Kashimashi (5 volumes; 2 omnibi in print in the English release):
Same premise as the anime, but with a better ending.

Kaguyahime (27 volumes; re-printed as 14):
Before entering foster care, Akira lived in an orphanage on an island in which children were beheaded in sacrifice to Kaguyahime after turning sixteen. After Akira and some of the other orphans found out what was happening, they escaped the island. Years later, they learn that nobody who escaped the island has made it beyond their sixteenth birthday without dying violently. Akira, now fifteen, and some of the other orphans return to the island to figure out if there's anything they can do to escape that fate. Cloning plays a major role, and Akira's foster sister Mayu, who loves Akira, comes to the island as a stowaway. Pretty fascinating stuff so far.

Phryne magazine issue 1's "Salyune" (one-shot):
A cute but unremarkable one-shot about a woman who confesses her love to a woman who is on the same spaceship full of female refugees traveling from a devastated Earth to the planet they plan to settle in.

Pure Marionation (re-printed as 3 volumes; originally 2):
An android girl named Anon is allowed to attend high school. There, she falls in love with a girl named Aina. How will Aina react when Anon comes out as an android? This series starts off dull, but becomes a cute, surprisingly sincere love story by the end.
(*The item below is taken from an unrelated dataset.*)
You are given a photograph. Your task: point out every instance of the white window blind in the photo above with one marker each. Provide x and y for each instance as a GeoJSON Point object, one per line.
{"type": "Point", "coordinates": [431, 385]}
I especially liked how Anon and Aina got together in the final chapter and thought it was charming that Anon's coming out is about her being an android instead of her being in love with a girl.

Rakuen le Paradis volume 3's "A Lifeform in Puberty - Vega" (one-shot):
A fun, slightly futuristic one-shot by Hayashiya Shizuru, about an alien who needs a kiss from the human girl she loves to get her full abilities back so she can fight alien monsters.

Renai Idenshii XX (1 volume so far, still running):
Another series about a post-apocalyptic world in which men have been wiped out. The twist is that the women have been divided into Adams (those who adopt a traditionally masculine role) and Eves (those who adopt a traditionally feminine role). It is forbidden for an Adam to have feelings for another Adam or for an Eve to have feelings for another Eve. Our lead, Aoi, is an Adam who falls for another Adam named Sakura. This series has some well-written characters, and I know that the point is how stupid the system that Sakura and Aoi live in is. (And by extension, how stupid patriarchy, gender discrimination and heteronormativity in general are.) But the "post-apocalyptic world composed entirely (or almost entirely) of women" scenario needs to be put to rest.
My review of volume 1.

Simoun (1 volume):
A Yuri Hime manga version of the Simoun anime (another, much worse manga version ran in Megami) that only ran long enough to promote the anime.

Stellvia (2 volumes):
It has more yuri than its anime counterpart. Thanks to A Day Without Me for letting me know about it!

To Aru Kagaku no Railgun (7 volumes, still running):
Covers the same territory as the first half of the anime, then continues beyond it. I still like the anime and plan on buying it when Funimation releases it (whenever they get around to it), but have lost interest in the manga.
Reviews here, here, here, and here.

Transistor ni Venus (7 volumes):
A female spy named Enus travels the galaxy to carry out missions, having flings and relationships with different women along the way. Basically Star Trek meets James Bond, but with a yuri spin. Strangely, what I read of this series didn't do much for me. Other people have really liked it, though.
My review of volume 1.

Twinkle Saber Nova (3 volumes so far; seems to be on hiatus):
In the distant future, a cheerful, spacey girl named Hayana attends a school that lets students form any club they want. Hayana uses super-powered battle armor to fight her school's World Domination Club. A girl who fights alongside Hayana has a crush on her.
Twinkle Saber Nova is Fujieda Miyabi's least interesting series, but it isn't bad.
Here's my review of volume 1.

Yokohama Kaidashi Kikou (re-printed as 10 volumes; originally 14):
Read this if you haven't. It's a masterpiece. The ending isn't explicitly yuri, but it is definitely yuri-friendly. As a yuri fan and a fan of good stories, I loved it. Won't spoil it, though.